Sharman and BDE -- along with affiliated companies -- were raided in February this year on suspicion of music copyright infringement relating to their management and distribution of the Kazaa software.
The Sharman parties argue that "substantial injustice" was caused by the Anton Piller orders, claiming that some material seized was irrelevant to the case and that an appeal is necessary to remove "the slur on the reputation" of the company.
In addition, BDE claimed the raids were a "very considerable invasion of privacy" which has caused them a "real economic loss" from the publicity surrounding the case.
However the full Court of Appeal ruled in favour of Universal Music Australia (and affiliated parties), with judges Black and Stone stating in their reasons for denial that "in our view these matters would not, either individually or cumulatively, occasion injustice to the applicants of such a character and to such a degree as to justify the grant of leave".
The judges added that the seized material is in the custody of a third party and as such was not "insecure or vulnerable in any way" and "while the present situation is undoubtedly inconvenient for the applicants for leave [Sharman and BDE], we do not see this as amounting to substantial injustice."
The chief executive officer of Sharman Networks, Nikki Hemming, said the company was disappointed with the decision.
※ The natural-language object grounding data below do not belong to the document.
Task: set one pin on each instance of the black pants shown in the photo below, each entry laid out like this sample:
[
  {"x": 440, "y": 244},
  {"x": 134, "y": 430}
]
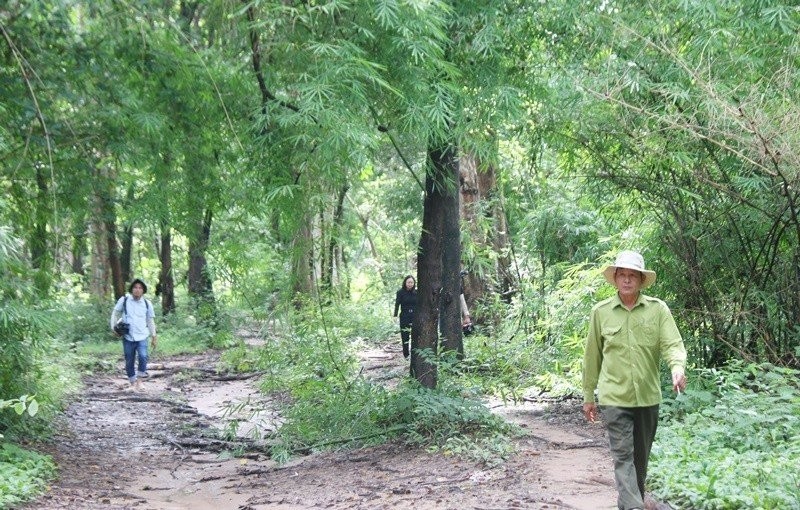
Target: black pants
[{"x": 405, "y": 334}]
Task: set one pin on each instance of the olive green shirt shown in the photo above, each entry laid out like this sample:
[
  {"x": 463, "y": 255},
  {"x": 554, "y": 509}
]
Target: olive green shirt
[{"x": 624, "y": 348}]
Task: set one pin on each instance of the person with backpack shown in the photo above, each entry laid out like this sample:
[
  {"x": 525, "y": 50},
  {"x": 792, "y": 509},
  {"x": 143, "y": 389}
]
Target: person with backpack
[
  {"x": 405, "y": 301},
  {"x": 133, "y": 319}
]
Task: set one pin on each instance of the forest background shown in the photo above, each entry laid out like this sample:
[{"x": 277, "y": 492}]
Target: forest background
[{"x": 287, "y": 163}]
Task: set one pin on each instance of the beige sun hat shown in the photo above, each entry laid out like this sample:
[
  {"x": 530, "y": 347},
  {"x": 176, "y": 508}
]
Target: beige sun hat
[{"x": 630, "y": 260}]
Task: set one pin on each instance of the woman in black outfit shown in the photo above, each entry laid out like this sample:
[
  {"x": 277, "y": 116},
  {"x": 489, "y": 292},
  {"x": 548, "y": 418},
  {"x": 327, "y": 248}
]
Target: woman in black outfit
[{"x": 406, "y": 301}]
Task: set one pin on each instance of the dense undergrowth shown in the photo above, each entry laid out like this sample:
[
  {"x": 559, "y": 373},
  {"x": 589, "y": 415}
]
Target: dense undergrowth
[{"x": 733, "y": 442}]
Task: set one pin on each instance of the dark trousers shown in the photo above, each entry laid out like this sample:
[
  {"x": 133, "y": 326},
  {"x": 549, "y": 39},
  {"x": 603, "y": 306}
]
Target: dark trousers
[
  {"x": 133, "y": 350},
  {"x": 631, "y": 431},
  {"x": 405, "y": 335}
]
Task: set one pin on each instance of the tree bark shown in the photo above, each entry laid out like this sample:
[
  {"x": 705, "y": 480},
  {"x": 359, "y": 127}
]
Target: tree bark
[
  {"x": 450, "y": 307},
  {"x": 165, "y": 288},
  {"x": 199, "y": 281}
]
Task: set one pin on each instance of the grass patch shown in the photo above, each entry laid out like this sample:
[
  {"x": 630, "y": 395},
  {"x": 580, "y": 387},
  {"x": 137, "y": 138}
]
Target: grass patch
[
  {"x": 23, "y": 474},
  {"x": 733, "y": 443}
]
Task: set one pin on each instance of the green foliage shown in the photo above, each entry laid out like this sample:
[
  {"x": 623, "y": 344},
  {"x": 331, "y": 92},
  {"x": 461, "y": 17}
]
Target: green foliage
[
  {"x": 329, "y": 405},
  {"x": 733, "y": 442},
  {"x": 450, "y": 423},
  {"x": 23, "y": 474}
]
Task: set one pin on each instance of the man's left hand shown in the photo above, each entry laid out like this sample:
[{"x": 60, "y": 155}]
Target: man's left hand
[{"x": 678, "y": 381}]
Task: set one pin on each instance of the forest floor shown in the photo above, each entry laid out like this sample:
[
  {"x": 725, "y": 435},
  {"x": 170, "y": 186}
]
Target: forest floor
[{"x": 158, "y": 448}]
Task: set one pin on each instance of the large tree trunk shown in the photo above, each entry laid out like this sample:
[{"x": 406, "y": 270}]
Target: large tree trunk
[
  {"x": 368, "y": 235},
  {"x": 303, "y": 263},
  {"x": 40, "y": 257},
  {"x": 440, "y": 187},
  {"x": 333, "y": 267},
  {"x": 78, "y": 250},
  {"x": 425, "y": 330},
  {"x": 108, "y": 217},
  {"x": 127, "y": 243},
  {"x": 165, "y": 288},
  {"x": 450, "y": 306},
  {"x": 480, "y": 195}
]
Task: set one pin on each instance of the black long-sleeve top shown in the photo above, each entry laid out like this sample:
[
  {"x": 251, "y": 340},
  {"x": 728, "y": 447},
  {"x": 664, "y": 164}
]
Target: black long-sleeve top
[{"x": 405, "y": 301}]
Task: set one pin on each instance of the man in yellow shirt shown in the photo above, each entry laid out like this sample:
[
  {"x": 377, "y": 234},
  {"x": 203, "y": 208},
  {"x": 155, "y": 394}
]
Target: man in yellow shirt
[{"x": 629, "y": 334}]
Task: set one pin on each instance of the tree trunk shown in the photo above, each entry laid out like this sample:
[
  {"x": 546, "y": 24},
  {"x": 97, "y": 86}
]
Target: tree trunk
[
  {"x": 367, "y": 233},
  {"x": 498, "y": 236},
  {"x": 78, "y": 250},
  {"x": 165, "y": 288},
  {"x": 450, "y": 307},
  {"x": 199, "y": 281},
  {"x": 440, "y": 190}
]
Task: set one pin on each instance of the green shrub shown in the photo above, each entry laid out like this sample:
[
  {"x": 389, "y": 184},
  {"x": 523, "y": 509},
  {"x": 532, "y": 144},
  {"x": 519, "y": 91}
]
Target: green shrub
[
  {"x": 734, "y": 443},
  {"x": 23, "y": 474}
]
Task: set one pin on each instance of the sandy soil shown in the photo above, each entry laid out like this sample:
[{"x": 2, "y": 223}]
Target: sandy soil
[{"x": 160, "y": 448}]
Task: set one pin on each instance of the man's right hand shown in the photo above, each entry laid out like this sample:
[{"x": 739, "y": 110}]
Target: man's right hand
[{"x": 590, "y": 411}]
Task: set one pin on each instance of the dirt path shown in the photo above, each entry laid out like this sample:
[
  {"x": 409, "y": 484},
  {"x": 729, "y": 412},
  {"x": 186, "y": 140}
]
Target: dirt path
[{"x": 158, "y": 449}]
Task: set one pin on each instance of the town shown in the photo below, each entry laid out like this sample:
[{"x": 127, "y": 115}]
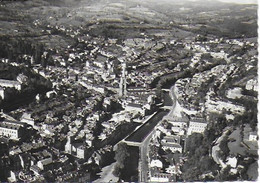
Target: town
[{"x": 150, "y": 107}]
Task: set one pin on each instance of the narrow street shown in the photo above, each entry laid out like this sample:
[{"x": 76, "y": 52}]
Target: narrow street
[{"x": 144, "y": 148}]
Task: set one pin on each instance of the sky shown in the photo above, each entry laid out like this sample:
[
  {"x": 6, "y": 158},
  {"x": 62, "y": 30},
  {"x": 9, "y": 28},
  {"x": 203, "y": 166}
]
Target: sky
[{"x": 236, "y": 1}]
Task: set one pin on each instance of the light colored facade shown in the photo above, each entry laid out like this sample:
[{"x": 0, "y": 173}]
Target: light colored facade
[
  {"x": 160, "y": 177},
  {"x": 252, "y": 136},
  {"x": 2, "y": 93},
  {"x": 197, "y": 126},
  {"x": 172, "y": 147},
  {"x": 10, "y": 84},
  {"x": 11, "y": 129}
]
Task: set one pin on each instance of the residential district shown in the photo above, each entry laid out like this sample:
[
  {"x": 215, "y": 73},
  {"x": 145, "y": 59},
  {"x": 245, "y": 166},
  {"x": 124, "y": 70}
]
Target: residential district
[{"x": 106, "y": 109}]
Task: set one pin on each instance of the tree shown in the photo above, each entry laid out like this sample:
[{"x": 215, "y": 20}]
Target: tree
[
  {"x": 224, "y": 148},
  {"x": 193, "y": 142}
]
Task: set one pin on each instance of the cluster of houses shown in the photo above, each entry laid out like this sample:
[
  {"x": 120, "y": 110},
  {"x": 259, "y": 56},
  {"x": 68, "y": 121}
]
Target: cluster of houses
[
  {"x": 170, "y": 135},
  {"x": 17, "y": 84}
]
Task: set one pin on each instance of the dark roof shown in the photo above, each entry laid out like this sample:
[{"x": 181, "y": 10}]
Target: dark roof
[
  {"x": 198, "y": 120},
  {"x": 12, "y": 124},
  {"x": 134, "y": 105}
]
However, she added that it had "no bearing" on the copyright infringement case itself.
"We feel the granting of the Anton Piller order was legally wrong and that was our basis for bringing the matter before the court. We are now focused on winning the current case," said Hemming.
The next hearing is scheduled for 14 October to address any further motions concerning discovery, and to decide if any parties should be struck out from the case.